Recombinase polymerase amplification (RPA) is a molecular biology technique used to rapidly amplify specific DNA or RNA sequences under isothermal conditions, meaning it does not require the temperature cycling typically associated with polymerase chain reaction (PCR). RPA is highly sensitive, specific, and can be performed using simple equipment, making it suitable for various applications in diagnostics, environmental monitoring, and research.
The basic principle of RPA involves the use of recombinase enzymes to facilitate the annealing of primers to target DNA or RNA sequences, followed by strand displacement DNA synthesis by a DNA polymerase enzyme.

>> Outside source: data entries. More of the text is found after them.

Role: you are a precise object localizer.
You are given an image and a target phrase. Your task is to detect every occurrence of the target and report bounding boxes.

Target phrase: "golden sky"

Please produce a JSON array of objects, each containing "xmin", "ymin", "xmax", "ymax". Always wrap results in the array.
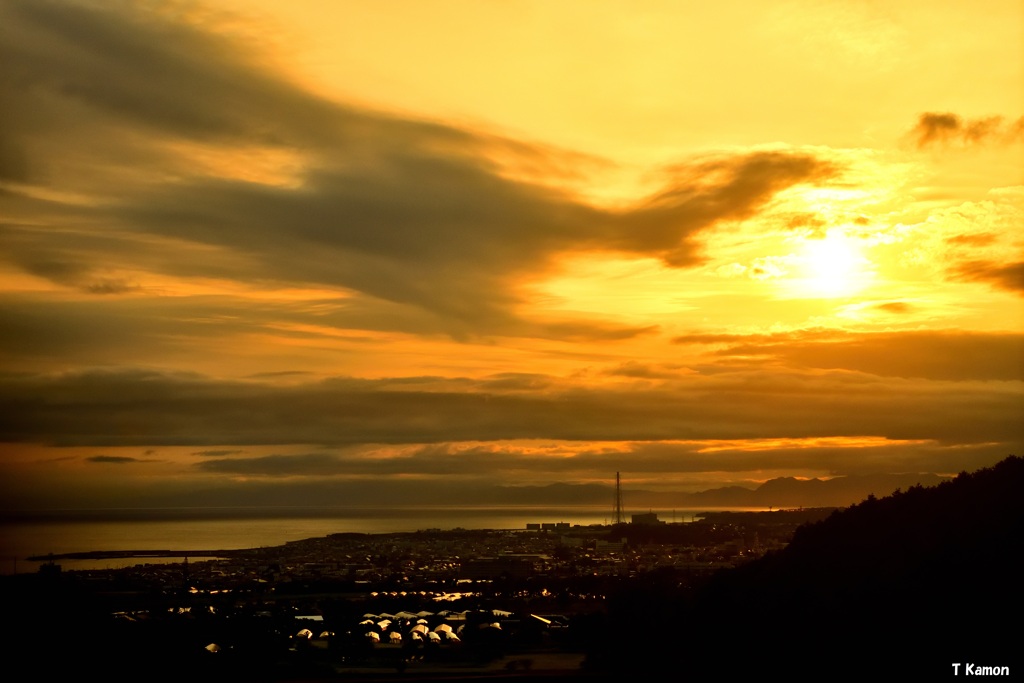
[{"xmin": 0, "ymin": 0, "xmax": 1024, "ymax": 509}]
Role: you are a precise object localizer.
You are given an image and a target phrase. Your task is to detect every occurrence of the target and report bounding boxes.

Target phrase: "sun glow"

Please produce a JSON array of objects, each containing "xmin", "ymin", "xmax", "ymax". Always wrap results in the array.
[{"xmin": 799, "ymin": 231, "xmax": 871, "ymax": 298}]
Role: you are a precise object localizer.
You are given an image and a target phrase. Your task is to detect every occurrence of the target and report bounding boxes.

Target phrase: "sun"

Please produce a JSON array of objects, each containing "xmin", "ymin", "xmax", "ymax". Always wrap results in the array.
[{"xmin": 798, "ymin": 230, "xmax": 871, "ymax": 298}]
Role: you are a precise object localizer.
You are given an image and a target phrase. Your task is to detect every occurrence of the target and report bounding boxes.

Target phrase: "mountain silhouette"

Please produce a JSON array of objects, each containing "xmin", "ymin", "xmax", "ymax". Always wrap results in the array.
[{"xmin": 592, "ymin": 456, "xmax": 1024, "ymax": 680}]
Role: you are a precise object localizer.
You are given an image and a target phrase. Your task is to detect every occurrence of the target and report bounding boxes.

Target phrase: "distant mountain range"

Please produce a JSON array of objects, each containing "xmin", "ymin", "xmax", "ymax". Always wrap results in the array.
[
  {"xmin": 489, "ymin": 473, "xmax": 949, "ymax": 513},
  {"xmin": 588, "ymin": 457, "xmax": 1024, "ymax": 681}
]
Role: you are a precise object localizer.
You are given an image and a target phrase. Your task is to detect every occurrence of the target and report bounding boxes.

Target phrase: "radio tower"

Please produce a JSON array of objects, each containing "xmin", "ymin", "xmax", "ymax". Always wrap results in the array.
[{"xmin": 614, "ymin": 472, "xmax": 626, "ymax": 524}]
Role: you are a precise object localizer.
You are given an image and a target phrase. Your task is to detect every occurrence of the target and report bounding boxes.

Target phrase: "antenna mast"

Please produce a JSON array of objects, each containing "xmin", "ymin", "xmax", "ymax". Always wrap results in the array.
[{"xmin": 614, "ymin": 472, "xmax": 626, "ymax": 524}]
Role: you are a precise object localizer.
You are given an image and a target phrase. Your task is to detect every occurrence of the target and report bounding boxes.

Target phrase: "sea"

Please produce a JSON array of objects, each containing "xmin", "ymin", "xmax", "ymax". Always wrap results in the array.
[{"xmin": 0, "ymin": 506, "xmax": 760, "ymax": 574}]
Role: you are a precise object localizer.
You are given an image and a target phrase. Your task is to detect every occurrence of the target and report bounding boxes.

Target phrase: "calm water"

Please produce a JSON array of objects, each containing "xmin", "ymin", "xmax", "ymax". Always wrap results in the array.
[{"xmin": 0, "ymin": 506, "xmax": 745, "ymax": 574}]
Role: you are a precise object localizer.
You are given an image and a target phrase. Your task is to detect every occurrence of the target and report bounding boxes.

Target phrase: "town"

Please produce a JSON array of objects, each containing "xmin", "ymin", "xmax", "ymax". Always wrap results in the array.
[{"xmin": 7, "ymin": 509, "xmax": 831, "ymax": 677}]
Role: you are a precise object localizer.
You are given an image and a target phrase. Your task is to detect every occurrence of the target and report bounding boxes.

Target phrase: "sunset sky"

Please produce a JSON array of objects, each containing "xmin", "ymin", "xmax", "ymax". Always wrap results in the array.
[{"xmin": 0, "ymin": 0, "xmax": 1024, "ymax": 509}]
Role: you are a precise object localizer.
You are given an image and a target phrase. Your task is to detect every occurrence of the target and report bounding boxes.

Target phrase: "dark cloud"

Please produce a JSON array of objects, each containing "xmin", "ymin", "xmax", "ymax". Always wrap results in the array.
[
  {"xmin": 0, "ymin": 1, "xmax": 839, "ymax": 339},
  {"xmin": 193, "ymin": 450, "xmax": 245, "ymax": 458},
  {"xmin": 675, "ymin": 327, "xmax": 1024, "ymax": 381},
  {"xmin": 910, "ymin": 112, "xmax": 1024, "ymax": 147},
  {"xmin": 949, "ymin": 261, "xmax": 1024, "ymax": 294},
  {"xmin": 0, "ymin": 362, "xmax": 1021, "ymax": 446},
  {"xmin": 86, "ymin": 456, "xmax": 145, "ymax": 465}
]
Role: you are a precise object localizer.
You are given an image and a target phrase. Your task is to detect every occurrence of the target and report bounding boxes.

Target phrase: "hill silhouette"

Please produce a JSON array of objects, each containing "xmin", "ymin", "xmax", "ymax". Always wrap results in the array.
[{"xmin": 589, "ymin": 456, "xmax": 1024, "ymax": 679}]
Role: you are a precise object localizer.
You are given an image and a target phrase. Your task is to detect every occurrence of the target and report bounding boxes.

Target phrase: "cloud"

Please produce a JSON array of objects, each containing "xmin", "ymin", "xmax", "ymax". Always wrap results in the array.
[
  {"xmin": 675, "ymin": 327, "xmax": 1024, "ymax": 382},
  {"xmin": 86, "ymin": 456, "xmax": 145, "ymax": 465},
  {"xmin": 0, "ymin": 362, "xmax": 1024, "ymax": 447},
  {"xmin": 0, "ymin": 1, "xmax": 840, "ymax": 339},
  {"xmin": 874, "ymin": 301, "xmax": 913, "ymax": 315},
  {"xmin": 910, "ymin": 112, "xmax": 1024, "ymax": 148},
  {"xmin": 193, "ymin": 449, "xmax": 245, "ymax": 458},
  {"xmin": 949, "ymin": 261, "xmax": 1024, "ymax": 294}
]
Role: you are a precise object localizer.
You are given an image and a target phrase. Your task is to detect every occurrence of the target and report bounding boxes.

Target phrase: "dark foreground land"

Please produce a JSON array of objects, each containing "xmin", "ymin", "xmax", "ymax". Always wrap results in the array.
[{"xmin": 0, "ymin": 457, "xmax": 1024, "ymax": 681}]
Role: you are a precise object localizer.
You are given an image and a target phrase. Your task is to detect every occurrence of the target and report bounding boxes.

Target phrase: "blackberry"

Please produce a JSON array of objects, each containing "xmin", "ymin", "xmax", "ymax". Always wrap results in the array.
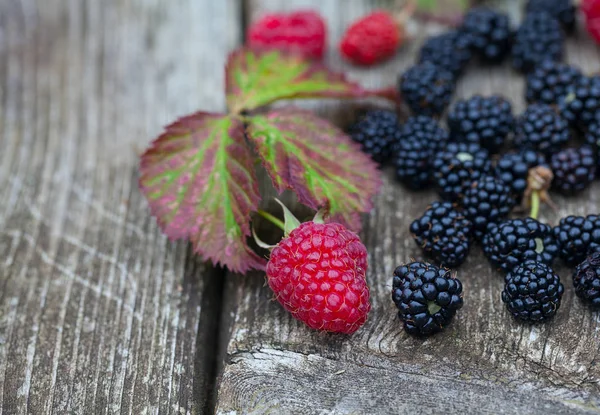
[
  {"xmin": 419, "ymin": 30, "xmax": 473, "ymax": 78},
  {"xmin": 460, "ymin": 176, "xmax": 515, "ymax": 239},
  {"xmin": 496, "ymin": 149, "xmax": 546, "ymax": 203},
  {"xmin": 349, "ymin": 110, "xmax": 400, "ymax": 163},
  {"xmin": 573, "ymin": 252, "xmax": 600, "ymax": 308},
  {"xmin": 393, "ymin": 115, "xmax": 448, "ymax": 189},
  {"xmin": 525, "ymin": 60, "xmax": 583, "ymax": 105},
  {"xmin": 410, "ymin": 202, "xmax": 472, "ymax": 268},
  {"xmin": 462, "ymin": 7, "xmax": 512, "ymax": 63},
  {"xmin": 550, "ymin": 145, "xmax": 596, "ymax": 194},
  {"xmin": 483, "ymin": 218, "xmax": 558, "ymax": 272},
  {"xmin": 512, "ymin": 11, "xmax": 564, "ymax": 72},
  {"xmin": 448, "ymin": 95, "xmax": 515, "ymax": 153},
  {"xmin": 552, "ymin": 215, "xmax": 600, "ymax": 266},
  {"xmin": 433, "ymin": 143, "xmax": 492, "ymax": 202},
  {"xmin": 515, "ymin": 104, "xmax": 570, "ymax": 154},
  {"xmin": 502, "ymin": 260, "xmax": 565, "ymax": 322},
  {"xmin": 558, "ymin": 75, "xmax": 600, "ymax": 130},
  {"xmin": 399, "ymin": 62, "xmax": 455, "ymax": 116},
  {"xmin": 525, "ymin": 0, "xmax": 577, "ymax": 32},
  {"xmin": 392, "ymin": 262, "xmax": 463, "ymax": 335}
]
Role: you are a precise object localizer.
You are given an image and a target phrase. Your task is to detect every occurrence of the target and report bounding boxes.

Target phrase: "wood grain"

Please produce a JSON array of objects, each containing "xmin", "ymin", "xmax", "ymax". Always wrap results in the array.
[
  {"xmin": 0, "ymin": 0, "xmax": 241, "ymax": 415},
  {"xmin": 217, "ymin": 0, "xmax": 600, "ymax": 414}
]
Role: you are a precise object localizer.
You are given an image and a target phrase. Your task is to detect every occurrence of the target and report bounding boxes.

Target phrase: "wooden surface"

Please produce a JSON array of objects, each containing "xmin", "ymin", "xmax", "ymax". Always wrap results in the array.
[{"xmin": 0, "ymin": 0, "xmax": 600, "ymax": 414}]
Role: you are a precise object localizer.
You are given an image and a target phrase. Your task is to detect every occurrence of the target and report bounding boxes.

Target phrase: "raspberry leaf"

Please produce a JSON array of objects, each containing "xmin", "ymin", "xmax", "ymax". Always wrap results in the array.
[
  {"xmin": 140, "ymin": 112, "xmax": 264, "ymax": 272},
  {"xmin": 225, "ymin": 48, "xmax": 396, "ymax": 113},
  {"xmin": 247, "ymin": 108, "xmax": 381, "ymax": 230}
]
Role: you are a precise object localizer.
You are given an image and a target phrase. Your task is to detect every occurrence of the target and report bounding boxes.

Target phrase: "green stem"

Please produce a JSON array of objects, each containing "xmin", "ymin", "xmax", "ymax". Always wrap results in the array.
[
  {"xmin": 256, "ymin": 209, "xmax": 285, "ymax": 231},
  {"xmin": 529, "ymin": 190, "xmax": 540, "ymax": 219}
]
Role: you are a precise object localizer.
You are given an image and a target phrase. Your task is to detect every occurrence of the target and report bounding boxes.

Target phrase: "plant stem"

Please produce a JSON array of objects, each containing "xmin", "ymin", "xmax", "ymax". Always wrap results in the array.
[{"xmin": 256, "ymin": 209, "xmax": 285, "ymax": 231}]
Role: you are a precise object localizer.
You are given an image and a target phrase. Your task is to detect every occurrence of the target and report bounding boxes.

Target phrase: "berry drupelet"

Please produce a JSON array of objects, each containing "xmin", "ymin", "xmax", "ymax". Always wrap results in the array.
[
  {"xmin": 460, "ymin": 176, "xmax": 515, "ymax": 240},
  {"xmin": 448, "ymin": 95, "xmax": 515, "ymax": 153},
  {"xmin": 433, "ymin": 143, "xmax": 492, "ymax": 202},
  {"xmin": 399, "ymin": 62, "xmax": 455, "ymax": 116},
  {"xmin": 502, "ymin": 260, "xmax": 565, "ymax": 322},
  {"xmin": 550, "ymin": 146, "xmax": 596, "ymax": 194},
  {"xmin": 348, "ymin": 110, "xmax": 400, "ymax": 163},
  {"xmin": 552, "ymin": 215, "xmax": 600, "ymax": 266},
  {"xmin": 525, "ymin": 60, "xmax": 583, "ymax": 105},
  {"xmin": 558, "ymin": 75, "xmax": 600, "ymax": 127},
  {"xmin": 512, "ymin": 11, "xmax": 564, "ymax": 72},
  {"xmin": 462, "ymin": 7, "xmax": 512, "ymax": 63},
  {"xmin": 573, "ymin": 252, "xmax": 600, "ymax": 308},
  {"xmin": 483, "ymin": 218, "xmax": 558, "ymax": 272},
  {"xmin": 525, "ymin": 0, "xmax": 577, "ymax": 32},
  {"xmin": 515, "ymin": 104, "xmax": 570, "ymax": 154},
  {"xmin": 419, "ymin": 30, "xmax": 473, "ymax": 78},
  {"xmin": 392, "ymin": 262, "xmax": 463, "ymax": 336},
  {"xmin": 495, "ymin": 149, "xmax": 546, "ymax": 203},
  {"xmin": 410, "ymin": 202, "xmax": 472, "ymax": 268}
]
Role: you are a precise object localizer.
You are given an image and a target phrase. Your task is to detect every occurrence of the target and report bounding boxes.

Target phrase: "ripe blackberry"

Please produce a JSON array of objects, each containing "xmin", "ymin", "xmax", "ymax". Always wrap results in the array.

This process leads to the exponential amplification of the target sequence.
Key features of RPA include:
Isothermal amplification: RPA operates at a constant temperature (typically around 37-42°C), eliminating the need for thermal cycling equipment required by PCR.
Recombinase activity: Recombinase enzymes are used to facilitate primer annealing and strand exchange, enabling the amplification process to proceed efficiently.
Primer design: RPA primers are typically short (around 30-35 nucleotides) and designed to specifically bind to target sequences, similar to PCR primers.
Single-stranded DNA binding protein: RPA often utilizes single-stranded DNA binding proteins to stabilize the DNA strands during amplification, increasing the efficiency of the reaction.
Detection: Amplification products can be detected using various methods, such as real-time fluorescence detection, lateral flow strips, or gel electrophoresis.
RPA is particularly advantageous in scenarios where rapid and sensitive nucleic acid detection is required, such as point-of-care diagnostics for infectious diseases, field-based environmental monitoring, and rapid response to disease outbreaks. It has been adapted for use with a variety of sample types, including blood, saliva, urine, and environmental samples.